The tubing hanger 53 may be rotationally oriented and longitudinally aligned with the tree head 51. The tubing hanger 53 may further include seals 53s disposed above and below the production passage and engaging the tree head inner surface. The tubing hanger 53 may also have a number of auxiliary ports/conduits (not shown) spaced circumferentially there-around. Each port/conduit may align with a corresponding port/conduit (not shown) in the tree head 51 for communicating hydraulic fluid or electricity for various purposes to tubing hanger 53, and from tubing hanger 53 downhole, such as for operation of the SSV. The tubing hanger 53 may have an annular, partially spherical exterior portion that lands within a partially spherical surface formed in tree head 51.
The annulus 10a may communicate with an annulus passage formed through and along the head 51 for and bypassing the seals 53s. The annulus passage may be accessed by removing internal tree cap 54. The tree cap 54 may be disposed in head bore above tubing hanger 53. The tree cap 54 may have a downward depending isolation sleeve received by an upper end of tubing hanger 53. Similar to the tubing hanger 53, the tree cap 54 may include a latch 54l fastening the tree cap to the head 51. The tree cap 54 may further include a seal 54s engaging the head inner surface. The production valve 57p may be disposed in the production passage and the annulus valves 57u,l may be disposed in the annulus passage. Ports/conduits (not shown) may extend through the tree head 51 to a tree controller (not shown) for electrical or hydraulic operation of the valves.
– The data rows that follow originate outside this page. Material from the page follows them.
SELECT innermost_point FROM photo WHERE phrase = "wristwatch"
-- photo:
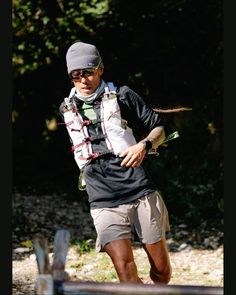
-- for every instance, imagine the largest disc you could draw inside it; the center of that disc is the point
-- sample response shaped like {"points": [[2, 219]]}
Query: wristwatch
{"points": [[147, 144]]}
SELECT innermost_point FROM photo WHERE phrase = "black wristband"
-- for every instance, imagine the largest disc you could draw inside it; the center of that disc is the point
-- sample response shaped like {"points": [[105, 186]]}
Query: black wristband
{"points": [[147, 145]]}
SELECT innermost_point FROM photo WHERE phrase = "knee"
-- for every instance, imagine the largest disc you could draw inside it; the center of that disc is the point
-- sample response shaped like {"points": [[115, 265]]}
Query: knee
{"points": [[127, 271]]}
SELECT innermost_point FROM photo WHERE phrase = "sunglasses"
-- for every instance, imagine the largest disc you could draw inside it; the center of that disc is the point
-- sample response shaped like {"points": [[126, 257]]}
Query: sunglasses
{"points": [[76, 75]]}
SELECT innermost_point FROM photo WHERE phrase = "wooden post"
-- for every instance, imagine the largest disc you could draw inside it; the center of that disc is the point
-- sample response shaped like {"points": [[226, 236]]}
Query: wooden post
{"points": [[90, 288], [44, 283], [61, 243]]}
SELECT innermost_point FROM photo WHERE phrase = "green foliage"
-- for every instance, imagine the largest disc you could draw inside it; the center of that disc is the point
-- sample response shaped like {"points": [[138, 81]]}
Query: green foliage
{"points": [[83, 246], [40, 27]]}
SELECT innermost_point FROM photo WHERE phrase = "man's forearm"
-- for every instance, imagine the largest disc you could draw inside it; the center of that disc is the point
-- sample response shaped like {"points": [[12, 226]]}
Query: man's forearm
{"points": [[156, 136]]}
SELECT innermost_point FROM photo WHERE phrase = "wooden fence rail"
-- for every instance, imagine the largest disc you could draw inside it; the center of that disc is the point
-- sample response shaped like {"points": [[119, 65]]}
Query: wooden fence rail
{"points": [[54, 280]]}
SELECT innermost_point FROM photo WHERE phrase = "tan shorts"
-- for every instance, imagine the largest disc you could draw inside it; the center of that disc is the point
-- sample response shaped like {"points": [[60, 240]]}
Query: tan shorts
{"points": [[148, 216]]}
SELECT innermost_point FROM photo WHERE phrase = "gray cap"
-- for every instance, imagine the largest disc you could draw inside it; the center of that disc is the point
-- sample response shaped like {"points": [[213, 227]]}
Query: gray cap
{"points": [[82, 55]]}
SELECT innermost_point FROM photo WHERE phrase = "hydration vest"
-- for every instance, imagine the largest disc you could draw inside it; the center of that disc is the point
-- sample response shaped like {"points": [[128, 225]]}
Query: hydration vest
{"points": [[118, 136]]}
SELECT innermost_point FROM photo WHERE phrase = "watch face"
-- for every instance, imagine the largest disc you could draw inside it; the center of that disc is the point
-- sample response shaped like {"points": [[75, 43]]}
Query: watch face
{"points": [[148, 144]]}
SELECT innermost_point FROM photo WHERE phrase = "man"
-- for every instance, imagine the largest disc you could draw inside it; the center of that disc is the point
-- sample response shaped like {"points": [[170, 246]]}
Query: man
{"points": [[105, 125]]}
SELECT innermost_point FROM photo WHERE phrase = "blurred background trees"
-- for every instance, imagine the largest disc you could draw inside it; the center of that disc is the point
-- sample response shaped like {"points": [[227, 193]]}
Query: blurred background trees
{"points": [[170, 52]]}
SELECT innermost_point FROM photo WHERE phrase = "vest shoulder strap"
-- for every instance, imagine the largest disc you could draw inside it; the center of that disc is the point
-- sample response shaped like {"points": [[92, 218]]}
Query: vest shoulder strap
{"points": [[110, 88]]}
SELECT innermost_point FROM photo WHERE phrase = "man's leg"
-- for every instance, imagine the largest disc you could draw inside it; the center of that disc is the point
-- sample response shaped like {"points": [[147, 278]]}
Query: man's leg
{"points": [[122, 257], [160, 271]]}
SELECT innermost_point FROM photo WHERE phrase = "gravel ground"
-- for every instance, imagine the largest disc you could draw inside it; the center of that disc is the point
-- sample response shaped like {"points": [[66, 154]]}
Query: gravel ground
{"points": [[196, 256]]}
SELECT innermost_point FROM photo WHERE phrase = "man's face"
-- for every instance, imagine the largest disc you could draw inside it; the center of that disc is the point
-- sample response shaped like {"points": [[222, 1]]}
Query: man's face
{"points": [[86, 80]]}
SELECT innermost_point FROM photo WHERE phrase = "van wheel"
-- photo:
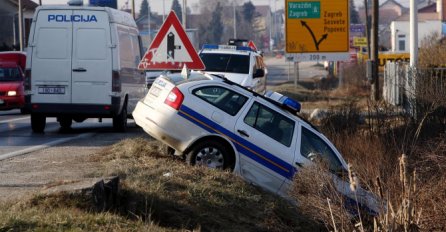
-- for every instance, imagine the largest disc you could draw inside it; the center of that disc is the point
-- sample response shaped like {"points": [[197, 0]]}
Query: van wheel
{"points": [[120, 120], [211, 154], [65, 122], [38, 122]]}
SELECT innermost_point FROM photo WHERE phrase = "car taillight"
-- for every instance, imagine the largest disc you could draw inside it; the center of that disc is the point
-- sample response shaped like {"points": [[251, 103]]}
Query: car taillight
{"points": [[175, 98], [27, 82], [116, 82]]}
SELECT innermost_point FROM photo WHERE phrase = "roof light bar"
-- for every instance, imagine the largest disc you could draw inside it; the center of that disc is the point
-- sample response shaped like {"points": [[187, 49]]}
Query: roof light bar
{"points": [[226, 47]]}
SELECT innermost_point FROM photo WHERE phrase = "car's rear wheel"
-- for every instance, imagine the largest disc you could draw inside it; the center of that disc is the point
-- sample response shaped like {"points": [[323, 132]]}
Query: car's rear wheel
{"points": [[38, 122], [211, 154], [120, 120], [65, 122]]}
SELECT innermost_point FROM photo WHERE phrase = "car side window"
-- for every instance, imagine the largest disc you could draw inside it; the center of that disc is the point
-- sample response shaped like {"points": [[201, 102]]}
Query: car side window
{"points": [[313, 147], [222, 98], [270, 123]]}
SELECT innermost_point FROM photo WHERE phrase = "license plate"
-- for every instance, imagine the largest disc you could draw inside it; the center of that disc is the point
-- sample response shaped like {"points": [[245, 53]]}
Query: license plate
{"points": [[155, 91], [52, 90]]}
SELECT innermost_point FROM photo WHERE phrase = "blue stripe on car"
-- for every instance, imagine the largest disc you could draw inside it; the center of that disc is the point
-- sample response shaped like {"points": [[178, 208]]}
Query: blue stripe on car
{"points": [[243, 146]]}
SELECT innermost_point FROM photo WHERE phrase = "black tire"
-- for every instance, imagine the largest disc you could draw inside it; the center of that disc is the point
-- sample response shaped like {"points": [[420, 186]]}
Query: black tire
{"points": [[211, 154], [38, 122], [65, 122], [120, 120]]}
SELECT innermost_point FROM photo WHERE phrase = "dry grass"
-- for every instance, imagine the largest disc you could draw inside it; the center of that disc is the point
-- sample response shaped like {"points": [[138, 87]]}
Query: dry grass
{"points": [[159, 193]]}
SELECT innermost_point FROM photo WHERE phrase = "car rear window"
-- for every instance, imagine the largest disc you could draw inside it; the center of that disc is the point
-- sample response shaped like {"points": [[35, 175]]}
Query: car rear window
{"points": [[270, 123], [232, 63], [222, 98], [10, 74]]}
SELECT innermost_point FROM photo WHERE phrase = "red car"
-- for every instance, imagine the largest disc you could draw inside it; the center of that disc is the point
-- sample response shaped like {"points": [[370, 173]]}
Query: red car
{"points": [[12, 94]]}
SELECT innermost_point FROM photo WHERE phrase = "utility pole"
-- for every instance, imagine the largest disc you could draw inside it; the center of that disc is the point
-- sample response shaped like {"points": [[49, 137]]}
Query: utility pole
{"points": [[413, 34], [133, 9], [164, 10], [270, 27], [235, 21], [20, 25], [367, 26], [184, 14], [374, 54]]}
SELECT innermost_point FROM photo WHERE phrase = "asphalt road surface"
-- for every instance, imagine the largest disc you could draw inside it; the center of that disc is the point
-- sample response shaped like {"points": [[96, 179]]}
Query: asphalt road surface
{"points": [[30, 161]]}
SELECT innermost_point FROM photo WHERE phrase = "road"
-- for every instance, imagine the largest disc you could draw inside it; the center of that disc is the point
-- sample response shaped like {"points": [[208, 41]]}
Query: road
{"points": [[30, 161], [281, 71]]}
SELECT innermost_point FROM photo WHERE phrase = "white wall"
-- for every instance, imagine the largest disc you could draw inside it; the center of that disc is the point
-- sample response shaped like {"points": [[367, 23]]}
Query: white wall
{"points": [[425, 28]]}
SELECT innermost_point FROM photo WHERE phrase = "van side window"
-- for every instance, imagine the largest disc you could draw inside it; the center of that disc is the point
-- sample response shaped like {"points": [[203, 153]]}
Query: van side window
{"points": [[222, 98], [313, 147], [270, 123], [135, 47], [52, 43], [125, 49], [88, 38]]}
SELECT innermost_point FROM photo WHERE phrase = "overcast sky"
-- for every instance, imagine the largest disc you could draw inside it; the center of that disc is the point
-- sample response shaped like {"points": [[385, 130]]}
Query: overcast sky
{"points": [[157, 5]]}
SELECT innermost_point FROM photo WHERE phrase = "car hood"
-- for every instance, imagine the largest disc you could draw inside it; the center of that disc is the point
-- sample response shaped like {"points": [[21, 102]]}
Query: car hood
{"points": [[10, 85], [239, 78]]}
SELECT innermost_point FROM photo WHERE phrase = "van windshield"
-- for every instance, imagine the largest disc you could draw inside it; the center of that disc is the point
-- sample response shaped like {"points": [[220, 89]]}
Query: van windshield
{"points": [[10, 74], [216, 62]]}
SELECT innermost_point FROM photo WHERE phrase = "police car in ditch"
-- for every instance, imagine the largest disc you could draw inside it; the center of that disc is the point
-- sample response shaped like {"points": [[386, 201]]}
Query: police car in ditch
{"points": [[240, 64], [217, 123]]}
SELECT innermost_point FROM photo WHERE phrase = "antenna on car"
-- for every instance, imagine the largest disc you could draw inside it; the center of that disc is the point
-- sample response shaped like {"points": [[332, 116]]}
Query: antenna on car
{"points": [[75, 3]]}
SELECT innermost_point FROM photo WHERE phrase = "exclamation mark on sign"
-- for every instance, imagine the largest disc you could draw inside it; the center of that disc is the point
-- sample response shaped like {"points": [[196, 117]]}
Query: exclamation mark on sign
{"points": [[171, 47]]}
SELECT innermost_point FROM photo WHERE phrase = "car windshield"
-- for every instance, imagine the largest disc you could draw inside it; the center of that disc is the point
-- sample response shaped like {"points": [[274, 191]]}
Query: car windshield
{"points": [[216, 62], [10, 74]]}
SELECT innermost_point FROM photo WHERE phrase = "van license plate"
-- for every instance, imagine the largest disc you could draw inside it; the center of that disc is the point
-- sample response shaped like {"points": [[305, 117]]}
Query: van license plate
{"points": [[51, 90], [155, 91]]}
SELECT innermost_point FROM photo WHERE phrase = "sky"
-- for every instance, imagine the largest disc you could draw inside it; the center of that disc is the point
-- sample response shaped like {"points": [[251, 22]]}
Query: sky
{"points": [[158, 5]]}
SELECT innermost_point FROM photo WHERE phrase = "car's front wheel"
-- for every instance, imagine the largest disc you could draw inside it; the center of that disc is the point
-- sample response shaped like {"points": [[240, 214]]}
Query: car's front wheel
{"points": [[211, 154]]}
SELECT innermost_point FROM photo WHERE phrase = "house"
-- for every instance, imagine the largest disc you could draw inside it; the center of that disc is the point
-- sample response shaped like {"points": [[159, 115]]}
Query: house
{"points": [[388, 11], [430, 20], [9, 27]]}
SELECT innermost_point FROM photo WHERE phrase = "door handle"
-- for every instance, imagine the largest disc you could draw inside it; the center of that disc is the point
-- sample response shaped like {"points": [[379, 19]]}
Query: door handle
{"points": [[79, 70], [242, 132]]}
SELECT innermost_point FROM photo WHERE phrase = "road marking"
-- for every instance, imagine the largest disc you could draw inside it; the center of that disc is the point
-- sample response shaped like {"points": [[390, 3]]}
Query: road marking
{"points": [[43, 146], [13, 120]]}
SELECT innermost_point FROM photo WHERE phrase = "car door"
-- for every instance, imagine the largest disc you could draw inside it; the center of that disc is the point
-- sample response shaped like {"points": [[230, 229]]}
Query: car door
{"points": [[314, 146], [266, 145], [92, 59]]}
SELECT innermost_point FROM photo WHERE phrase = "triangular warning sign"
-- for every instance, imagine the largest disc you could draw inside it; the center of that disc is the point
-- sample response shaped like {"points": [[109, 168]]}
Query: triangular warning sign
{"points": [[252, 45], [171, 49]]}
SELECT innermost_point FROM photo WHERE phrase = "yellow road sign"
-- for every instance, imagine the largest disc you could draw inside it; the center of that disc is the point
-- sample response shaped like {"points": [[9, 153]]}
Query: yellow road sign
{"points": [[317, 26], [359, 41]]}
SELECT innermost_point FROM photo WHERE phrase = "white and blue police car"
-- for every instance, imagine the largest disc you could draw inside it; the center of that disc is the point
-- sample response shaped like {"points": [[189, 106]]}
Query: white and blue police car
{"points": [[217, 123]]}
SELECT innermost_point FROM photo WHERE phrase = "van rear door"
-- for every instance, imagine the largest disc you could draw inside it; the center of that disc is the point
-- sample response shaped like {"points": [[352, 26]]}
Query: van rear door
{"points": [[92, 58], [51, 57]]}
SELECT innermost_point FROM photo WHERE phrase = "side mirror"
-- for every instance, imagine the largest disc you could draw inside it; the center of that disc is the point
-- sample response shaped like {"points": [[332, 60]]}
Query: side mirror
{"points": [[259, 73]]}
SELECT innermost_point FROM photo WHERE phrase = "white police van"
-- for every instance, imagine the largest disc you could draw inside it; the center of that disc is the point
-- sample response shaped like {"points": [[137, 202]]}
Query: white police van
{"points": [[82, 63], [239, 64]]}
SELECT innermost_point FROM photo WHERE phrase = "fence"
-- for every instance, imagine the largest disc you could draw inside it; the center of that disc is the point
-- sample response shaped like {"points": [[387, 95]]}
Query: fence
{"points": [[417, 91]]}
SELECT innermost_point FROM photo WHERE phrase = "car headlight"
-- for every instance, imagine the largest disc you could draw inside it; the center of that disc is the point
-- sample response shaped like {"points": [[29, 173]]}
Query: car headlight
{"points": [[12, 93]]}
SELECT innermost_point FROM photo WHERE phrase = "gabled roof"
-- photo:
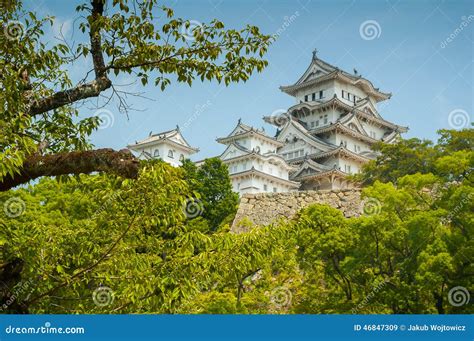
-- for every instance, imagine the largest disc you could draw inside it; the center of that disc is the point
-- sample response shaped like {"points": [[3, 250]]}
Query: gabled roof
{"points": [[304, 134], [316, 167], [366, 105], [247, 154], [253, 172], [243, 130], [335, 102], [234, 147], [333, 172], [319, 71], [342, 151], [174, 137]]}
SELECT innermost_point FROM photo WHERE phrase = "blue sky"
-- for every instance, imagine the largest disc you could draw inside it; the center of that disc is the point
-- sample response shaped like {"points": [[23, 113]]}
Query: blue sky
{"points": [[409, 56]]}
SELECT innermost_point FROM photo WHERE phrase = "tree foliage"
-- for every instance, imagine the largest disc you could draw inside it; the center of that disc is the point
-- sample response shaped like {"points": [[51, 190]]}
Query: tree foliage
{"points": [[39, 101]]}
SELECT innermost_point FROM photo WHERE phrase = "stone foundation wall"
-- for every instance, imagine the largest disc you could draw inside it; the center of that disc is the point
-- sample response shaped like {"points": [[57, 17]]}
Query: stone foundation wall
{"points": [[266, 208]]}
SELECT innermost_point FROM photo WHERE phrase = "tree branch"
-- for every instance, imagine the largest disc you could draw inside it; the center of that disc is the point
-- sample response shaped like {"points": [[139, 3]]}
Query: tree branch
{"points": [[90, 89], [122, 163]]}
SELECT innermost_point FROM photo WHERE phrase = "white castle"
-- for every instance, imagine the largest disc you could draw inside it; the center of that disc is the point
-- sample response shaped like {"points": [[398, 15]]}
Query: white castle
{"points": [[325, 136]]}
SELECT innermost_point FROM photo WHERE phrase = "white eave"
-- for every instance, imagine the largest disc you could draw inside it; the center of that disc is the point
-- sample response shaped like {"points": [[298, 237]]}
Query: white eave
{"points": [[254, 172]]}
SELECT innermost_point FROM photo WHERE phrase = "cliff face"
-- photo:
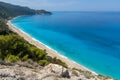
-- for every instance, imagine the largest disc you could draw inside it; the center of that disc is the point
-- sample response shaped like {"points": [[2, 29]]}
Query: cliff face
{"points": [[33, 71], [8, 10]]}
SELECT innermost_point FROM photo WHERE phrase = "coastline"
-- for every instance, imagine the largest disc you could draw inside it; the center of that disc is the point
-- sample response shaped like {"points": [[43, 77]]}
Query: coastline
{"points": [[50, 51]]}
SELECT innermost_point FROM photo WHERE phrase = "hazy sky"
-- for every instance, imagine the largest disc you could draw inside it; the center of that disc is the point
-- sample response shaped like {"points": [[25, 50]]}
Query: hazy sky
{"points": [[70, 5]]}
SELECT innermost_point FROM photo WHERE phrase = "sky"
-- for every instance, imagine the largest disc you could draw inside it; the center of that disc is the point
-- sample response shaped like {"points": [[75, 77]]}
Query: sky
{"points": [[69, 5]]}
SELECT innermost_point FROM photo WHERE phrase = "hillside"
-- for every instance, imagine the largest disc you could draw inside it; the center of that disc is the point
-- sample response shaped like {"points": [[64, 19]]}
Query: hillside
{"points": [[20, 60], [8, 10]]}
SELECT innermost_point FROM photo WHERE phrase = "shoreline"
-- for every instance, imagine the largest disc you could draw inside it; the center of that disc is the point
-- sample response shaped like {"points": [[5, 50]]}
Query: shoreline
{"points": [[51, 52]]}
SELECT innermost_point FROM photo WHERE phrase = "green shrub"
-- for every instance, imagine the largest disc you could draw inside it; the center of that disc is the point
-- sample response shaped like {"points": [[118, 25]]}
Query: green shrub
{"points": [[25, 57], [43, 62], [11, 58]]}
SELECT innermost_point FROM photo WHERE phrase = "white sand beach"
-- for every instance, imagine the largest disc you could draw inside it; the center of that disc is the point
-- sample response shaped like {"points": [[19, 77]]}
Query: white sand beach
{"points": [[51, 52]]}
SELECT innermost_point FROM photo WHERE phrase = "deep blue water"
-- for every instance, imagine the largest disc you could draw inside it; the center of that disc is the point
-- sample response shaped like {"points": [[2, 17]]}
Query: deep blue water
{"points": [[88, 38]]}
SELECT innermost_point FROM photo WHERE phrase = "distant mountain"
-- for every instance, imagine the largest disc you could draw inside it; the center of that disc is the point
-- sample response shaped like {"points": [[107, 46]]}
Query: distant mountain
{"points": [[8, 10]]}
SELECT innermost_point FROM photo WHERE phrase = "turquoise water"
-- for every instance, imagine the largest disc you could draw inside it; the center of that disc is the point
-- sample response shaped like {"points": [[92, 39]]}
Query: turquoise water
{"points": [[88, 38]]}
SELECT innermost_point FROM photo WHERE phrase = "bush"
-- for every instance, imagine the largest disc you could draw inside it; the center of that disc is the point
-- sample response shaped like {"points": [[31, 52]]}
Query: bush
{"points": [[11, 58]]}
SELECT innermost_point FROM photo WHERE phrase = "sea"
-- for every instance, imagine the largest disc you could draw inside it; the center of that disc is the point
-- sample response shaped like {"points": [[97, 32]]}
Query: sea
{"points": [[91, 39]]}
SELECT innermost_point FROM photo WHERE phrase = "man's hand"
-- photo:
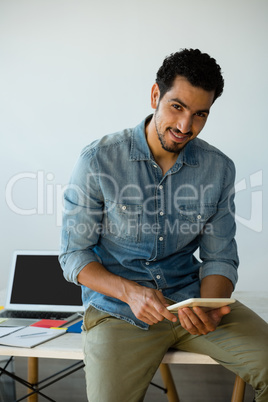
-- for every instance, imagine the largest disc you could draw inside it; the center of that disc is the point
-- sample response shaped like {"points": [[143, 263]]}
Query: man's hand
{"points": [[200, 321], [149, 305]]}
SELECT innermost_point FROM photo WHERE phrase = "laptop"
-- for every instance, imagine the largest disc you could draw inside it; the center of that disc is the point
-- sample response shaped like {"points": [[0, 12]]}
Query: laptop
{"points": [[37, 290]]}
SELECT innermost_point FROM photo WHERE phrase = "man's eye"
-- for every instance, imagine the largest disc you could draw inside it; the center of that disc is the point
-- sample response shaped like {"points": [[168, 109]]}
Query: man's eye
{"points": [[201, 114], [178, 107]]}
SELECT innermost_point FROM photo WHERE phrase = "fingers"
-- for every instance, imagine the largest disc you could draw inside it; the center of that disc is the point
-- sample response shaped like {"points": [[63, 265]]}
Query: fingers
{"points": [[152, 308], [198, 322]]}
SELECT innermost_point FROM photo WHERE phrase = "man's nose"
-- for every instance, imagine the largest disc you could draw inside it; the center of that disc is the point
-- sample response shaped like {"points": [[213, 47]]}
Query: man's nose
{"points": [[184, 124]]}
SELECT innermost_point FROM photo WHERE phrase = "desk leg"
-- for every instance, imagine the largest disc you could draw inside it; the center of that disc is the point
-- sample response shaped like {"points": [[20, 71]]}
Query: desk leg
{"points": [[33, 376]]}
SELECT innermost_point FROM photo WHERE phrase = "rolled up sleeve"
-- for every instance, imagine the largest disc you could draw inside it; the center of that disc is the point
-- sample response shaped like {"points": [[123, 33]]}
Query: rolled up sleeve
{"points": [[218, 250], [82, 218]]}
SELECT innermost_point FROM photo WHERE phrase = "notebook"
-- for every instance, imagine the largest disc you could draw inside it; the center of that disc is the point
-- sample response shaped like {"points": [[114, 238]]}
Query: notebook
{"points": [[37, 290]]}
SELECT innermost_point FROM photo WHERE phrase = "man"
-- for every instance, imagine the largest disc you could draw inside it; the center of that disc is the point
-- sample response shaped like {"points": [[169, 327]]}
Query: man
{"points": [[140, 203]]}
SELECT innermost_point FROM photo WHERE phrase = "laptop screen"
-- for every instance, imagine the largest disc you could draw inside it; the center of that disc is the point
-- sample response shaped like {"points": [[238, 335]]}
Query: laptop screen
{"points": [[38, 283]]}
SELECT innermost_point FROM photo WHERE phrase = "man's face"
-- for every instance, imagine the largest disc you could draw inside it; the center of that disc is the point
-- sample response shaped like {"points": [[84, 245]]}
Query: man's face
{"points": [[181, 114]]}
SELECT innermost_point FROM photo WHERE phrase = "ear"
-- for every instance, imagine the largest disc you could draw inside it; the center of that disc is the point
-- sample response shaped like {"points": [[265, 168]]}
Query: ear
{"points": [[155, 95]]}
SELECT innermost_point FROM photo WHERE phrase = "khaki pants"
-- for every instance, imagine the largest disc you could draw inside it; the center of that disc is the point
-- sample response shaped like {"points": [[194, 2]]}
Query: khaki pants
{"points": [[121, 359]]}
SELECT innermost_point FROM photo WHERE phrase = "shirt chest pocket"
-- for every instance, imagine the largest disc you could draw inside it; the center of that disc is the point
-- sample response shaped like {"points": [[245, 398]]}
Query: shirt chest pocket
{"points": [[123, 220], [198, 213]]}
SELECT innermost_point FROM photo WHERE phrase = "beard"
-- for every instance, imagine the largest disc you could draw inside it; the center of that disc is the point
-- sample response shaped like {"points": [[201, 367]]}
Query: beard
{"points": [[173, 147]]}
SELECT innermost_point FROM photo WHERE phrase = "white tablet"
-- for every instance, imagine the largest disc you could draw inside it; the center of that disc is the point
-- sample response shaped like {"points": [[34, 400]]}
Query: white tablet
{"points": [[202, 302]]}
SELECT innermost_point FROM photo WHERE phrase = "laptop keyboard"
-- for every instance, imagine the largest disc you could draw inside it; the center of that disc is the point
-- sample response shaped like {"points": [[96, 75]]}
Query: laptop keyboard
{"points": [[56, 315]]}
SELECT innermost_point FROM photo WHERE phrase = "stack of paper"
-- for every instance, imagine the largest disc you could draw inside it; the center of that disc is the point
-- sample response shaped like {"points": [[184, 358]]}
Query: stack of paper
{"points": [[28, 337]]}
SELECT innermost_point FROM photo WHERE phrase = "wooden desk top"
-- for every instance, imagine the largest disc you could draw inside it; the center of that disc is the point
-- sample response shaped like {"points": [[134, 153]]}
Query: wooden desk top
{"points": [[69, 345]]}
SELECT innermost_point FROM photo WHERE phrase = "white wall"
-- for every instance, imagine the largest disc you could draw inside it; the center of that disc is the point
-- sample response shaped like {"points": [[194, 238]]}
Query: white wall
{"points": [[73, 70]]}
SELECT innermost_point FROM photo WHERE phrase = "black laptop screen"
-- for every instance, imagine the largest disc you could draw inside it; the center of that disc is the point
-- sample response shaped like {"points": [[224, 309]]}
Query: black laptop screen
{"points": [[38, 279]]}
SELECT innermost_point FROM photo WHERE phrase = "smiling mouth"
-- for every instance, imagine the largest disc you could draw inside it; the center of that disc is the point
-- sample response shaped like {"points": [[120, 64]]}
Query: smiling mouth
{"points": [[179, 136]]}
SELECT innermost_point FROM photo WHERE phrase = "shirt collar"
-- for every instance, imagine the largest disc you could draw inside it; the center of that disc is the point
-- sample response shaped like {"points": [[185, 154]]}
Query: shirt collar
{"points": [[141, 151]]}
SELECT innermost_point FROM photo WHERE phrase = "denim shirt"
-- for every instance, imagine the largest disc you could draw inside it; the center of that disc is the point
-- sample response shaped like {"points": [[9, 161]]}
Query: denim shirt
{"points": [[121, 211]]}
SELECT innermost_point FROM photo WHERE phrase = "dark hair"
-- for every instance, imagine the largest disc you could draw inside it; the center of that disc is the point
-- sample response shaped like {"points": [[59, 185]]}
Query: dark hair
{"points": [[198, 68]]}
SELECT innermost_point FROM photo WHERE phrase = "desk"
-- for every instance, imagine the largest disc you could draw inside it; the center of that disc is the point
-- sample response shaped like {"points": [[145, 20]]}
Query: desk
{"points": [[69, 346]]}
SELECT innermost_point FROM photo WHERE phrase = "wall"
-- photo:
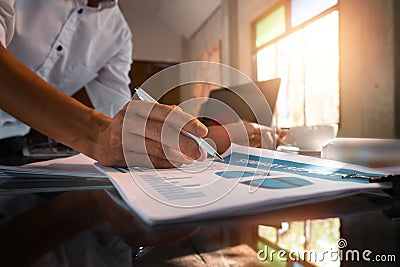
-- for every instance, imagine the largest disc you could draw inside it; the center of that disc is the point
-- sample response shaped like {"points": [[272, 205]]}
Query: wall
{"points": [[203, 39], [367, 68], [153, 40]]}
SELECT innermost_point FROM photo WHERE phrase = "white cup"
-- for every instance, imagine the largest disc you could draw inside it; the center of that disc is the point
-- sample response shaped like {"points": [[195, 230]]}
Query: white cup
{"points": [[313, 137]]}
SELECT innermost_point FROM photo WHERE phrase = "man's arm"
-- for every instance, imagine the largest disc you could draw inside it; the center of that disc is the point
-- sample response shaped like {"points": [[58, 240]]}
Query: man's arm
{"points": [[6, 21], [109, 91], [33, 101]]}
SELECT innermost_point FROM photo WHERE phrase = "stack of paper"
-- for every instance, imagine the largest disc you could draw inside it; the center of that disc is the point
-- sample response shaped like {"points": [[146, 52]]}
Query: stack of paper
{"points": [[249, 180], [73, 173]]}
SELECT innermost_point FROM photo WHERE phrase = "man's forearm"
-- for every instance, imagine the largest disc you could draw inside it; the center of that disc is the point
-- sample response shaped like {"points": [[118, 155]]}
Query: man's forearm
{"points": [[33, 101]]}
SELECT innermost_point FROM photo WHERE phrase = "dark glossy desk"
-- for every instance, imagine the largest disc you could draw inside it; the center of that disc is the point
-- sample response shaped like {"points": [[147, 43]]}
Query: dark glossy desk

The upper crown plug 56u may be disposed in tree cap bore and the lower crown plug 56l may be disposed in the tubing hanger bore. Each crown plug 56u,l may have a body with a metal seal on its lower end. The metal seal may be a depending lip that engages a tapered inner surface of the respective cap and hanger. The body may have a plurality of windows which allow fasteners, such as dogs, to extend and retract. The dogs may be pushed outward by an actuator, such as a central cam. The cam may have a profile on its upper end. The cam may move between a lower locked position and an upper position freeing dogs to retract. A retainer may secure to the upper end of body to retain the cam.